The court's safeguards have been a subject of controversy, with many Dalit groups seeing it as a dilution of the law that is their only protection against harassment, torture and worse.
The Congress, which has repeatedly accused the government of neglecting Dalits, farmers and economically weaker sections, questioned why the government did not take stronger action.
"Why is there no ordinance on the SC/ST Prevention of Atrocities Act? Thousands are dying every day. We request that the bill be brought in Parliament," senior Congress leader Mallikarjun Kharge said in Lok Sabha.

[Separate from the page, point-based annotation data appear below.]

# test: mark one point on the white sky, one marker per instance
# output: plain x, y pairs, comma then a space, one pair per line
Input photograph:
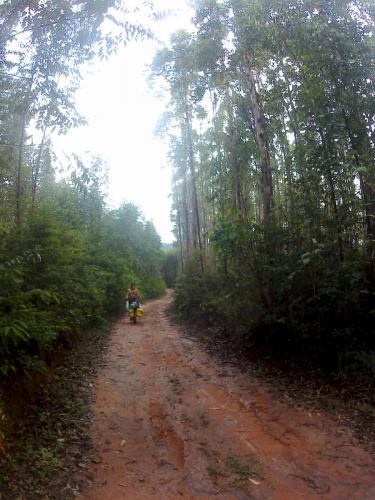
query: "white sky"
122, 112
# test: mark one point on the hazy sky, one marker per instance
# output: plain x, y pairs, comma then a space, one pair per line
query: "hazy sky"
122, 112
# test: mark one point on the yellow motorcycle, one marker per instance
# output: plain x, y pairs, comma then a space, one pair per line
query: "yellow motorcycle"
135, 311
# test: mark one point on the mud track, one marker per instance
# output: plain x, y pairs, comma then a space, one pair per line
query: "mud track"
170, 422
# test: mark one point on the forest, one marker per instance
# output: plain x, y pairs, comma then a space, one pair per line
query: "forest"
270, 126
272, 143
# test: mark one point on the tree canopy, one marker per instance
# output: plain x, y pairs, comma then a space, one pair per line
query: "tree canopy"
271, 126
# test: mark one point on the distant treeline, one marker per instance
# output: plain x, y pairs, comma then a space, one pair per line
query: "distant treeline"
272, 141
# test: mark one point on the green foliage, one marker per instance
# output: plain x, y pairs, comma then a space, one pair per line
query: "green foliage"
170, 267
284, 174
68, 269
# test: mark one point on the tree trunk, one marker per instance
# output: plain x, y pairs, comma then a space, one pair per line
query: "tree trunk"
190, 149
262, 142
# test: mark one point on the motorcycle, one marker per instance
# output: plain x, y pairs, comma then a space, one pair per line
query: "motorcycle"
135, 311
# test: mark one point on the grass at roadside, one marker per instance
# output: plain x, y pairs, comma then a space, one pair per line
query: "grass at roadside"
45, 447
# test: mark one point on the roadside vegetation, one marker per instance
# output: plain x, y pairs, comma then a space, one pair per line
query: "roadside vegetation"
271, 127
66, 258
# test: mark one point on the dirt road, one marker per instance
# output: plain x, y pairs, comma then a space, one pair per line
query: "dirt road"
170, 422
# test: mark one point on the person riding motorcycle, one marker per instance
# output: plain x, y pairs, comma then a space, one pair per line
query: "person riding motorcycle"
133, 298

The Congress had shown support for the Dalit concerns about the Supreme Court order of March that stopped the immediate arrest of anyone accused under the Scheduled Castes and Tribes (Prevention of Atrocities) Act, and introduced a provision for bail.
According to court the changes were necessary to protect the innocent, pointing out that the law was being misused on certain occasions and public servants were being stopped from doing their duty.
The administration was strongly criticized by Dalit groups, which accused it of failing to take prompt action and ask the court for a review of its decision.
On April 2, nearly a dozen people died as Dalit groups resorted to violence to enforce a countrywide shutdown in protests against the court order.
The administration, which, by then had announced that it would file a review petition, accused the opposition parties of instigating the violence.